Mr. Harrigan's Phone Director Tried To Emulate This Classic Horror Film For His Stephen King Adaptation [Exclusive]

Netflix has an interesting project out today called "Mr. Harrigan's Phone," an adaptation of a recent Stephen King novella of the same name starring at least one King-on-film vet, Jaeden Martell, who played the young Bill Denbrough in "It." The story follows a young man who befriends a cantankerous and eccentric old man (played by the always great Donald Sutherland) and helps introduce the old codger to the wonders of a brand new technology: the iPhone. He's resistant to the fancy gadget at first, but comes around to it, especially when he realizes he can get real-time stock information on it.

The rich old guy has a mysterious past and while he might hate every other human in the world, he bonds with this boy in such a deep way that when he passes, it's a major blow to the lad. 

The boy tucks Mr. Harrigan's phone into the casket before he's buried, a token of their friendship, and still calls it from time to time just hear his old friend's voice. As you can imagine, this being a Stephen King story and all, those calls don't always go unanswered, and the boy soon realizes that he's still able to communicate with his old mentor.

Things spiral out of control, people die, and maybe that mean old corpse has something to do with it. It's an outlandish premise that could get very B-movie very quickly if not handled correctly, so when director John Lee Hancock came on to this adaptation he called on a very specific and iconic horror movie for inspiration.

Finding horror in the ordinary

In an interview with our own Jeff Ewing, Hancock said the most important thing for him to do with this story was ground it in a recognizable reality, so naturally he turned to Roman Polanski's "Rosemary's Baby" to see what tricks that filmmaker used to ground that likewise outlandish story:

"We [also] talked a lot about, for instance, 'Rosemary's Baby,' which is an ordinary story. I mean ordinary in a great way. It's a seemingly ordinary world until she has Satan's baby, there's that, but everything about it, the way it was shot, was so beautifully done that sometimes it would just be a little off. A little too low. 'Why are we that low?' And it just creates an uneasiness which we were trying to emulate."
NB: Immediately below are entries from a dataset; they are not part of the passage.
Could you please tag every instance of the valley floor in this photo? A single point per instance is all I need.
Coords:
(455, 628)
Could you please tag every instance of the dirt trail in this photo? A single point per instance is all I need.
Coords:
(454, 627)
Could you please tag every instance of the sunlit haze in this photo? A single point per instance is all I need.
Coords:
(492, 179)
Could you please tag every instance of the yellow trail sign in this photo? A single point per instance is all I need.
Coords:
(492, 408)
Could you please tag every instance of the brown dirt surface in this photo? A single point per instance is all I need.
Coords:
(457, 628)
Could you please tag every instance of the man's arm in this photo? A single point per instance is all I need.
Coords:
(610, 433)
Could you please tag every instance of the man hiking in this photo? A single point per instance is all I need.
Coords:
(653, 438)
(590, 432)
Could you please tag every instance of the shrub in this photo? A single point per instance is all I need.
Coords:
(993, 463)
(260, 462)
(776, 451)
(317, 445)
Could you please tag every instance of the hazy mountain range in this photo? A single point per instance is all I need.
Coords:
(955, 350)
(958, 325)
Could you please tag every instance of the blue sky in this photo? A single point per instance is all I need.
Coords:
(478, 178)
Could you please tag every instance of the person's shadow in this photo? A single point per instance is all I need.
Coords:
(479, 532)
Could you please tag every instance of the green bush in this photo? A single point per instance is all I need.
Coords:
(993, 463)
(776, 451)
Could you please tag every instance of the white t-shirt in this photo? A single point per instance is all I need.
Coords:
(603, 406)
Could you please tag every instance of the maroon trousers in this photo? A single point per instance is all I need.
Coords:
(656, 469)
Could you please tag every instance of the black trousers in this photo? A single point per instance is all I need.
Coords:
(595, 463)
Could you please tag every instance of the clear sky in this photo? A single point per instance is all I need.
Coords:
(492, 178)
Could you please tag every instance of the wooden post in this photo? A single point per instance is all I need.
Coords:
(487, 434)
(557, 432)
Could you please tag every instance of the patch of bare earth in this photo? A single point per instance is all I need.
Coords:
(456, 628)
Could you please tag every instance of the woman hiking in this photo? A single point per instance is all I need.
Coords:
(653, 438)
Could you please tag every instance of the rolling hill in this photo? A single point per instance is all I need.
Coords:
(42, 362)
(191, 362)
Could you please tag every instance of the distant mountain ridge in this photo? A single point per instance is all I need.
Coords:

In essence, Hancock studied the pacing of that film and tried to emulate that for this story. A nice slow build in a recognizable world that would allow the horror elements to really hit differently than a more stylized and fast-paced horror story. 

"Mr. Harrigan's Phone" dropped today on Netflix, and if you want to read the original short story, that can be found in King's "If It Bleeds," alongside three other chilling tales, two of which have already been bought up to be adapted. "The Life of Chuck" is being developed by Darren Aronofsky, and "Rat" is being developed by Ben Stiller.